Stable Economy and Bubble Burst

1971~1980
 Takeo Miki
 Takeo Fukuda
 Masayoshi Ohira
 Zenko Suzuki

1981~1989
 Yasuhiro Nakasone
 Noboru Takeshita


1989~1991
 Sosuke Uno
 Toshiki Kaifu

Takeo Miki (Dec 9, 1974-Dec 24, 1976, 747 days, Liberal Democratic Party)

Chosen as a “pure” politicians to wipe away the image of LDP having a power of money.

Takeo Fukuda (Dec 24, 1976-Dec 7, 1978, 714 days, Liberal Democratic Party)

He criticized inflation and successfully revived the economy hurt from the inflation caused by Tanaka’s cabinet.
He was appraised with “Fukuda Doctrine,” the policy of diplomacy with Southeast Asia. The cabinet officially signed Treaty of Peace and Friendship between Japan and the People's Republic of China which was officially ratified on October 23, 1978.

Masayoshi Ohira (Dec 7, 1978-Nov 9, 1979 Nov 9, 1979-Jun 12, 1980, 554 days, Liberal Democratic Party)

He was high in political ability, but the opposition parties criticized the LDP by its money politics. The parliamentary motion of non-confidence against the cabinet was passed because of the intention of the cabinet to set up a consumption tax.
He died of heart failure during the election campaign.

Zenko Suzuki (Jul 17, 1980-Nov 27, 1982, 864 days, Liberal Democratic Party)

Suzuki gathered Second Special Meeting of the Administrative Investigation to abolish free medication for elderly, reconsider the textbook-free system, abolishing the class of 40 in elementary and middle school. This movement has created new trend in the politics.

Yasuhiro Nakasone (1st: Nov 27, 1982-Dec 27, 1983 2nd: Dec 27, 1983-Jul 22, 1986 3rd: Jul 22, 1986-Nov 6, 1987, 1806 days, Liberal Democratic Party)

His cabinet mainly tried grapple with the problems of administrative reform. The cabinet privatized Japanese National Railways (now JR) which marked huge deficits every year, Japan Tobacco and Salt Public Corporation (now JT), and Nippon Telegraph and Telephone Public Corporation (now NTT).

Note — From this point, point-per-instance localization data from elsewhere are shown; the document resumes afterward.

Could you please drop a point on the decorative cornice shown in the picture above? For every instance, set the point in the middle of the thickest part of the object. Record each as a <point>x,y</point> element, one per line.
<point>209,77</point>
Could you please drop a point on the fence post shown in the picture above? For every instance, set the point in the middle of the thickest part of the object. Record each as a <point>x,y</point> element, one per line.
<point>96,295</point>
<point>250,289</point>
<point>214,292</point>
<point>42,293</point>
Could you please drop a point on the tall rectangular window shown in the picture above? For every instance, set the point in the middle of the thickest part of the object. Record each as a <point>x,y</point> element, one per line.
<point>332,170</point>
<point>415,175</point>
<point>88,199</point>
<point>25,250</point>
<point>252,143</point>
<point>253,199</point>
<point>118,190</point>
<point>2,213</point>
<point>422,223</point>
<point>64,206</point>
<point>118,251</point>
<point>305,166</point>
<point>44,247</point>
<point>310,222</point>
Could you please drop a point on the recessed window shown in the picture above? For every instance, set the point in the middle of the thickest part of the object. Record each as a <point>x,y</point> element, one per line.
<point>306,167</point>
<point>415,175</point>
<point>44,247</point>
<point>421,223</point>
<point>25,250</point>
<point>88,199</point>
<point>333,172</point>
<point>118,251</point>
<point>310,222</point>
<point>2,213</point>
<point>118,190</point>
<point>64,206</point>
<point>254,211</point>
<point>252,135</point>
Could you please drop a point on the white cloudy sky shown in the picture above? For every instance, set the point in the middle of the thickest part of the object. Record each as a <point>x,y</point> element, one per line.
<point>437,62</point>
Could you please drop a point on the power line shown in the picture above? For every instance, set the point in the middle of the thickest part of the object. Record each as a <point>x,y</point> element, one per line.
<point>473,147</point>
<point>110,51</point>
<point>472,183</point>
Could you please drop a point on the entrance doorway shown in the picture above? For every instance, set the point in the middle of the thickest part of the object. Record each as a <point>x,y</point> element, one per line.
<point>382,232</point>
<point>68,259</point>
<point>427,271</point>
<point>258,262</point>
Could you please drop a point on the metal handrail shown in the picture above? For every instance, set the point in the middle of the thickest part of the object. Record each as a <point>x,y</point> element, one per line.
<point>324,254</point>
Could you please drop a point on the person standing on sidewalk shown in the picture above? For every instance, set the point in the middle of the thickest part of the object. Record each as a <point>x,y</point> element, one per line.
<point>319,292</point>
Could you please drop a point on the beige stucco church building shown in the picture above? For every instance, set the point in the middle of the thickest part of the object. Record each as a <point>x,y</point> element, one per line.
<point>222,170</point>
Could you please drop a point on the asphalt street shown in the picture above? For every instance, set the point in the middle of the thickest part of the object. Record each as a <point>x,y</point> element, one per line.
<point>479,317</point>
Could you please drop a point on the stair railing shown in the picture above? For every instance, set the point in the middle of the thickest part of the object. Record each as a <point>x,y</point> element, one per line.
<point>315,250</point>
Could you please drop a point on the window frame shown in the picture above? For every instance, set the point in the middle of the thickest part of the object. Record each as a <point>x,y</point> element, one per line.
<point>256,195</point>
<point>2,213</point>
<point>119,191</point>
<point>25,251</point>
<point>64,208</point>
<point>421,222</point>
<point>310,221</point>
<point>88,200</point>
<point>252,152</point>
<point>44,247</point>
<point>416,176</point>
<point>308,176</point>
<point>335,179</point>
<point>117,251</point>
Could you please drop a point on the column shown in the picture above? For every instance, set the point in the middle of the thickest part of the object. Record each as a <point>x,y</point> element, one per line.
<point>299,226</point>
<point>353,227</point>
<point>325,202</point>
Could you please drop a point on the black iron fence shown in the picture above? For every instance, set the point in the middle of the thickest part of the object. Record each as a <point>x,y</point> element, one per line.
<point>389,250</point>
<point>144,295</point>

Nakasone also played a huge role in diplomacy.
He announced Japan-Korea Joint Declaration of 1984, and discussed the nuclear weapon in Okinawa with President Reagan. His effort made it successful for the nations worldwide to admit Japan’s power.

Noboru Takeshita (Nov 6, 1987-Jun 3, 1989, 576 days, Liberal Democratic Party)

Takeshita set forth a “Furusato-Sosei Project,” which subsidized 100 million yen to each local government to activate its economy.
The cabinet also set the consumption tax of 3% from April 1, 1989 which is known as the first tax reform in 39 years.

Sousuke Uno (Jun 3, 1989-Aug 10, 1989, 69 days, Liberal Democratic Party)

He was expected much as the “clean and pure” politicians but resigned in 69 days from the criticism of Recruit Scandal, immorality, the problems from the consumption tax.

Toshiki Kaifu (1st: Aug 10, 1989-Feb 28, 1990 2nd: Feb 28, 1990-Nov 15, 1991, 818 days, Liberal Democratic Party)

He tried to get rid of the distrust to the government from scandals, but failed to pass “PKO bill” for Gulf War (A war between Iraq which invaded Kuwait and multinational force lead by America) and take steps to prevent the burst of the bubble. This made the collapse of markets even worse over years.